Yes, it can be used to very good effect and by rotary is actually pretty nice to work with and finishes down admirably for an aggressive compound, old-hat or not! A bit like G3, it has a bad reputation owing to internet-forum misunderstanding of how to actually use it breading myths, but learn how to get the best from it and it is a valuable compound in any detailer's armoury (if they can overcome the lack of snob appeal of the name on the front  )


----------



## steeve (Feb 28, 2011)

T Cut?
You've got to be joking. It's just too aggressive to use on gloss. It's fine as an intercoat flatting medium but on finished paint, not likely. It will take the gloss off and leave it dull, so you'll end up using something the get the shine back.


----------



## xanimalx (May 13, 2011)

Cor. I wish I never said I used it now lol. I can see a compund off. People who believe that its good use it and show pics of b4 and after. And people who do not like use their equivalent and do the same show b4 and afters. Then we can all make our own minds up then. Or someone do 2cars one car with T-Cut used and the other car with the equivalent. 

This could be fun


----------



## stargazer (Aug 9, 2006)

T-Cut - The equivalent of Special Brew for paint work


----------



## Dave KG (Feb 23, 2006)

steeve said:


> T Cut?
> You've got to be joking. It's just too aggressive to use on gloss. It's fine as an intercoat flatting medium but on finished paint, not likely. It will take the gloss off and leave it dull, so you'll end up using something the get the shine back.
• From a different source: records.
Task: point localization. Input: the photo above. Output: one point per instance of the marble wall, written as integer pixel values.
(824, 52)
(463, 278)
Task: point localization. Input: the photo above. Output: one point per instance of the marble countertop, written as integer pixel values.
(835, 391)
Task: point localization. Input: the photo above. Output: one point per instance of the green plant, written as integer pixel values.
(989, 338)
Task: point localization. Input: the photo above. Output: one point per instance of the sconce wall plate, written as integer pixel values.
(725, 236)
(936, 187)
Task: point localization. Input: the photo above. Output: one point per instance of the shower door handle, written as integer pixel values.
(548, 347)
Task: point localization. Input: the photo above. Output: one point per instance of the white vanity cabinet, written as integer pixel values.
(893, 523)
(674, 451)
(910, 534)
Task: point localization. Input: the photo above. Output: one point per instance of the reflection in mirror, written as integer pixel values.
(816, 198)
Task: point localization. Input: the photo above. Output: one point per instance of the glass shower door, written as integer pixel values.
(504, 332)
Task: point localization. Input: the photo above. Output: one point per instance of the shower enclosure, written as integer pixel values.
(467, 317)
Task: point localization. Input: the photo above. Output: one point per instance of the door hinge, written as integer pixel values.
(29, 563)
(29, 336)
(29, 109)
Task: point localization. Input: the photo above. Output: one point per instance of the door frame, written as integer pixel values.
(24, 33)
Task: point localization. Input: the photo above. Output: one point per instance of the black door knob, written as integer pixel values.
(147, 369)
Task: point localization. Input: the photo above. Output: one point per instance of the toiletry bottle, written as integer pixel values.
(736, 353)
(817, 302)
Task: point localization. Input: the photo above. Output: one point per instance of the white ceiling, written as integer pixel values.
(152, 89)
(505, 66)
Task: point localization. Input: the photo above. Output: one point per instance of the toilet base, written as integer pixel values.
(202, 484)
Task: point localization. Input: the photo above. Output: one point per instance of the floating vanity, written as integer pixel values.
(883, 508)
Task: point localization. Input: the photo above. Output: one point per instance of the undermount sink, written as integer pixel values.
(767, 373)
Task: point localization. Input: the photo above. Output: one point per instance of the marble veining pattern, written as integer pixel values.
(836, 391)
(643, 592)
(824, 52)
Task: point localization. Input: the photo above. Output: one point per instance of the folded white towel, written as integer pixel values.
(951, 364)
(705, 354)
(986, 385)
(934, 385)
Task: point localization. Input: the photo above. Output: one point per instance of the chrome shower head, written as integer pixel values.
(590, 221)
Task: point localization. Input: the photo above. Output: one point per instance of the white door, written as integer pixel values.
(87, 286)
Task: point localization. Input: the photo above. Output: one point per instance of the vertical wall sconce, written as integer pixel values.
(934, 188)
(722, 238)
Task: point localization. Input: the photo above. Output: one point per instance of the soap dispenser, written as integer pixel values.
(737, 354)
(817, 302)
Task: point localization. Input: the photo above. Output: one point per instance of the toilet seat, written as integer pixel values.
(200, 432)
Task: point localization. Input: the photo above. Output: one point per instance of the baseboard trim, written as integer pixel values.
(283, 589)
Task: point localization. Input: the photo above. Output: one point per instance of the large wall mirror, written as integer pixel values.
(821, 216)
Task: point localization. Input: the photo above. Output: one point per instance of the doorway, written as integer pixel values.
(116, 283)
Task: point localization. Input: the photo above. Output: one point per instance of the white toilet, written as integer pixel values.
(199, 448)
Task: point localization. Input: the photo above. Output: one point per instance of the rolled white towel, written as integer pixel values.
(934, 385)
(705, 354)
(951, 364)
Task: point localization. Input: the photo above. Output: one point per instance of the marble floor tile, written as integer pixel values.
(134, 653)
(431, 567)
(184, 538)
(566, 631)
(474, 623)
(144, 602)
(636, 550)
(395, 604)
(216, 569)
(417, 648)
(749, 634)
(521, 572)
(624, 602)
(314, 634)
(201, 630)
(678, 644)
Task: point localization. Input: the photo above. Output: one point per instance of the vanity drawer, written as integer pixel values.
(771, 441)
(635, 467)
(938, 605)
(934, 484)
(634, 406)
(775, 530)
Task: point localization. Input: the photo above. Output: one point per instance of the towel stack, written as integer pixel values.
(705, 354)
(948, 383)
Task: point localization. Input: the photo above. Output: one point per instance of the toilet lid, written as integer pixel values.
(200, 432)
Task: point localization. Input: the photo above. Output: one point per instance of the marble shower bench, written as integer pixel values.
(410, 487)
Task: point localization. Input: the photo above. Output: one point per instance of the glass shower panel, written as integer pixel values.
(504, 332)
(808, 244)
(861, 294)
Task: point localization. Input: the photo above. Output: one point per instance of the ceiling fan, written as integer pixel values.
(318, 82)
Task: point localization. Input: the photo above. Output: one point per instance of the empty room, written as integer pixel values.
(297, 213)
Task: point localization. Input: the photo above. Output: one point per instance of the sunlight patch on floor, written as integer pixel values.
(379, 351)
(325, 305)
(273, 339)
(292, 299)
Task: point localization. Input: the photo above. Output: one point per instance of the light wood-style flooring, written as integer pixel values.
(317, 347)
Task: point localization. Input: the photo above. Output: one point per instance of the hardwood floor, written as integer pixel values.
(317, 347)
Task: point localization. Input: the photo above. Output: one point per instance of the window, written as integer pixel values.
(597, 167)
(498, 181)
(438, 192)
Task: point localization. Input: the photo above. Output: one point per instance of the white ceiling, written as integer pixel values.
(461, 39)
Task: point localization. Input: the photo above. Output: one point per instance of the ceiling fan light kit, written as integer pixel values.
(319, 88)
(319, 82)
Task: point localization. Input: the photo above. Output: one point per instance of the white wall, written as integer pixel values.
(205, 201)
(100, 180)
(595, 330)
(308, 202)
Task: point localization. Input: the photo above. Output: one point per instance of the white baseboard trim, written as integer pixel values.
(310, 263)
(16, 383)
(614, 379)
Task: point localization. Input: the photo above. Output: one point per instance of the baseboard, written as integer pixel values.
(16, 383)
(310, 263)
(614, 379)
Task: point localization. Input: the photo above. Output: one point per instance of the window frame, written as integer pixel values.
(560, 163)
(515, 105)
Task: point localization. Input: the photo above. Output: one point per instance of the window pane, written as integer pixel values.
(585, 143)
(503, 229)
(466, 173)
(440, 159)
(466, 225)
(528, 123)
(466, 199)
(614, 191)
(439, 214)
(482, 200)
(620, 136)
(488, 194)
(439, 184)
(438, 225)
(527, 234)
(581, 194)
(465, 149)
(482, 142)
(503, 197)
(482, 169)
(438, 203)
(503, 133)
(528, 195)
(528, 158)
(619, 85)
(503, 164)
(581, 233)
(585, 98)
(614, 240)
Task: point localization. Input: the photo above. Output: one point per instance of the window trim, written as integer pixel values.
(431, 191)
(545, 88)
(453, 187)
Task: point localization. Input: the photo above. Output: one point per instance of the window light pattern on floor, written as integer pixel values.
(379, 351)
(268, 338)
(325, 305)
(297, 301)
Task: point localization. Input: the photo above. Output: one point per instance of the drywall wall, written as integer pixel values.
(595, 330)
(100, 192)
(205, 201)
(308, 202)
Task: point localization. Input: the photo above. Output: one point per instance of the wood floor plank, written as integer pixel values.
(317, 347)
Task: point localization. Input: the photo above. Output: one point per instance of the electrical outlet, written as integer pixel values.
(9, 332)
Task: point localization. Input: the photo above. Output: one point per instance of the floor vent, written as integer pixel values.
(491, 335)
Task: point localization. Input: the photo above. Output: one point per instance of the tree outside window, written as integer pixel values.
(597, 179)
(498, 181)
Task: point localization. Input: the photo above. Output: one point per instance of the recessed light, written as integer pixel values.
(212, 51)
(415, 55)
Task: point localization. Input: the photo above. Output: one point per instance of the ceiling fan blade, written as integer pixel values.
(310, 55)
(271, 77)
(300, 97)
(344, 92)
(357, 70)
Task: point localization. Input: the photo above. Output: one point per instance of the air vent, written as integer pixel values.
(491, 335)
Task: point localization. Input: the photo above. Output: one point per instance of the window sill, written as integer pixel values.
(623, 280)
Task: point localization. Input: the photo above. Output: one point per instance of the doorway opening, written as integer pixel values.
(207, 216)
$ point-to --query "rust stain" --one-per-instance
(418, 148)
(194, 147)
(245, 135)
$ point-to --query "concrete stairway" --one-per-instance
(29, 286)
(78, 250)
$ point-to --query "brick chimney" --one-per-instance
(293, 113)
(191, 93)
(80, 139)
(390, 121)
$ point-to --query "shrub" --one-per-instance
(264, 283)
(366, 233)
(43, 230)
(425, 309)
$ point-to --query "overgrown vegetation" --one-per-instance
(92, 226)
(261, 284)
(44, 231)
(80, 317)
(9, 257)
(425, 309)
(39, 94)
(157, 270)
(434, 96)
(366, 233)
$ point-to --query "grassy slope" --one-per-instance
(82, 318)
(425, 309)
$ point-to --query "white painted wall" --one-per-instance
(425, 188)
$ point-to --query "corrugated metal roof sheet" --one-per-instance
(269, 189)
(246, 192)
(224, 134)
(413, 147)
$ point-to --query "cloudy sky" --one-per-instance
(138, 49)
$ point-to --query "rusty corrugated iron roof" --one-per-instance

It is approximately the same as Fast Cut in its aggression and when used correctly (see my link above) by machine, on a clearcoat, it will refine just the same as well... It is a heavy cut compound and should be used as such. Treat it like this and it is a very useful product. And, like any heavy cutting compound, it needs refined after use - simples, really. By hand it will remove quite severe marks effectively, easier to use than compounds designed for machine, and use a refining polish afterwards and you've got a good combo for dealing with deeper marks and refining back a good gloss.


----------



## Dave KG (Feb 23, 2006)

xanimalx said:


> Cor. I wish I never said I used it now lol. I can see a compund off. People who believe that its good use it and show pics of b4 and after. And people who do not like use their equivalent and do the same show b4 and afters. Then we can all make our own minds up then. Or someone do 2cars one car with T-Cut used and the other car with the equivalent.
> 
> This could be fun


Look at the link I posted above, my first post in this thread and you will see before and afters of me trialling T-Cut both by hand and by machine.


----------



## PootleFlump (Jan 1, 2006)

I have used it to perfectly reasonable effect generating a perfect shine and without wrecking the paint.


----------



## Lloydy (Jan 13, 2009)

Dave your thread confirms my thoughts, not a bad product to use in the right hands


----------



## davyboy (Jun 7, 2011)

i also use it occasionaly on cars that havent been looked after then follwed up with ag srp by hand then i wax it and find it quite good stuff but iv not tries many of the other harsh compounds before but i dont think it ruins paint instantly as some people claim


----------



## Dingo2002 (Apr 4, 2007)

Dave KG said:


> (if they can overcome the lack of snob appeal of the name on the front  )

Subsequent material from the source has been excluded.